Saturday, July 12, 2008

Boredom strikes!

And when it strikes, it strikes hard, at the very heart of science! BWAHAHAHAHA

Ok, not really. But I did finally figure something out for an eddy current heater thingamabobber I've had on my mind.

I took something from a previous boredom session, a wooden disk with a spindle, and I centered and drilled four holes in one of the hard drive platters. That, and a clamp for the magnet, and I had my demonstrator.

And, with the drill press on it's highest speed setting, gets too hot to touch. Myth confirmed. Wait, wrong show...

1 - I'm not sure what the drive platter is made of, and it may not be as conductive as an aluminum or copper disk.
2 - The magnets could be closer together, and since magnetic fields run on the inverse square of distance, that will increase the eddy and the heating.
3 - I'm limited here by speed, but a bigger disk would have higher rotational speed at the edge. With the original wind powered idea, I'll either need a big disk or a gearbox, with the latter being more likely.
4 - There are stronger magnets out there, and multipolar setups work much, much better than what I have.

Still, too much stronger and I'll either overstress the drill press, or actually heat the disk to a failure point... which I really kinda wanted to see... at least a dull red.
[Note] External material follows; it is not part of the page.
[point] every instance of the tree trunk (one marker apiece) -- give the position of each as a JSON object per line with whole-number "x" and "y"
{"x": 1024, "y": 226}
I figure I got around 250-300 degrees F running, but it falls off fast because of surface area and heat conductivity when it's stopped.

The "end game" of this idea was a little wind-powered unit for arctic climes... basically, cheap free heat with no maintenance. If you make heat with friction, you eventually wear it out; make heat with electrical generation and resistance, and you drive the unit price up. Make heat with a cheap aluminum disk in an oil bath running between a series of rare earth magnets, and you've got something simple, inexpensive, and it'll run forever.

I mean, it's not like there's a shortage of wind above the arctic circle...


Blogger Joat said...

Cool, same effect as a strong magnet dropped into a copper pipe. If you put it in an oil bath you will get some friction heating.

3:46 PM  
Blogger phlegmfatale said...

wow, the second and third photos are really cool!

10:03 PM  
Blogger Roberta X said...

What's the Curie Point of the rare-eath magents?

10:31 AM  
Blogger Dr. StrangeGun said...

Ooof, good point. The magnets I'd intended poop out at 176F.

10:54 AM  
Anonymous Ritchie said...

And if you put electrical brush contacts near the center and edge of the platter under the magnet, you should get electricity out. Voila, electricity turned into...ELECTRICITY! The platter is almost certainly aluminum. In the olden days they were optically flat glass disks. Now, if you really want to clear out a machine shop, make a drill press mounted centrifuge!